Zulme karşı oluş, haksızlık karşısında susmama gibi erdemler Müslümanlardan uzak düşünmek mümkün değil. Başörtüsü yasağı protestoları merkezli olarak kurulan İnanç Platformları tarafından şu ana kadar Van’da 23, Sakarya’da 74 ve Kocaeli’de ise neredeyse 2. yıla yaklaşan bir eylemlilik söz konusu. Bunlar insanlık adına sevindirici tepkiler. Zira bu sorunun üstüne bir sünger çekilmek isteniyor ve platform üyeleri Müslümanlar da ısrarla “Unutturmayacağız! Yasak devam ediyor (d)uyuyor musunuz?” diyorlar her hafta kar demeden kış demeden.
Yasak öyle bir zemin oluşturdu ki, yasağın muhataplarından bile “Devletle didişmemek lazım, devlet olmaz diyorsa yapacak bir şey yok!” şeklinde cümleler duymak işten bile değil. Yani yasak ne yazık ki büyük oranda içselleştirilmiş durumda. Durum böyleyken soylu tepkiler veren illere dindarlığıyla meşhur Konya’nın genel itibarıyla Ramazan aylarında katılmakla yetinmesi.
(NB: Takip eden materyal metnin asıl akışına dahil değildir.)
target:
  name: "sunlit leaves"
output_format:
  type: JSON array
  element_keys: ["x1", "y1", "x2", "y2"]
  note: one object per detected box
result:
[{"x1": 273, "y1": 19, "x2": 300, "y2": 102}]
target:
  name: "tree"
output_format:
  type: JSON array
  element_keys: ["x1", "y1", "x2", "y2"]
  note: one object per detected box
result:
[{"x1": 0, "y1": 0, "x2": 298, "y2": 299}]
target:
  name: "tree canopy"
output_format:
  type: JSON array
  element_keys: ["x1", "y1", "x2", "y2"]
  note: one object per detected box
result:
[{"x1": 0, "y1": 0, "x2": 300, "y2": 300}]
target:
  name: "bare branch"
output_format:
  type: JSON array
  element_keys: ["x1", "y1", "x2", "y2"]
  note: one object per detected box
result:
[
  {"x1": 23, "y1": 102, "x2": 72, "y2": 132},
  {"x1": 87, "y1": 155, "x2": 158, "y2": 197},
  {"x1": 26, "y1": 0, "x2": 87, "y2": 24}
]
Çünkü Konya’da haksızlık karşısında susmayacak bir bilinç var. Bu bilincin göstergelerinden birisi de düzenli olarak vakıf ve derneklerin bir araya gelmeleri, Konya’nın sorunları üzerine kafa yormaları, çözüm üretmeleri ve her yıl düzenledikleri “Ufuk Turu” toplantılarıyla Konya’nın gündemini belirlemeleri şeklinde tezahür ediyor.
Konya’da İnanç Platformu oluşturulursa, bu girişim kapsamlı bir projeye dönüştürülebilir. Türkiye’de yaşanan sorunları Konya’nın gündemine taşıyıp çözümü için gündemi belirleyebilir, diğer illerdeki platformları destekleyebilir ve Platformun iç Anadolu’da yayılması ve kurumlaşmasında rol alabilir. İyiliği emir kötülüğü nehiy kavramını sosyal alanda hâkim kılabilir.
Çeteler dernek adı altında örgütlendiği, suikastlar düzenlediği, “Meclise cumhurbaşkanı seçtirmeyiz!” naralarının atıldığı bir ülkede, her gün onlarca Müslümanın öldürüldüğü, Mescid-i Aksa’nın yıkılması girişimlerinde bulunulduğu bir dünyada yaşarken inancımız bize meskeneti emredecek değil ya!
Bakın sloganımız da hazır: “İnançlıyız, haklıyız, kazanacağız!”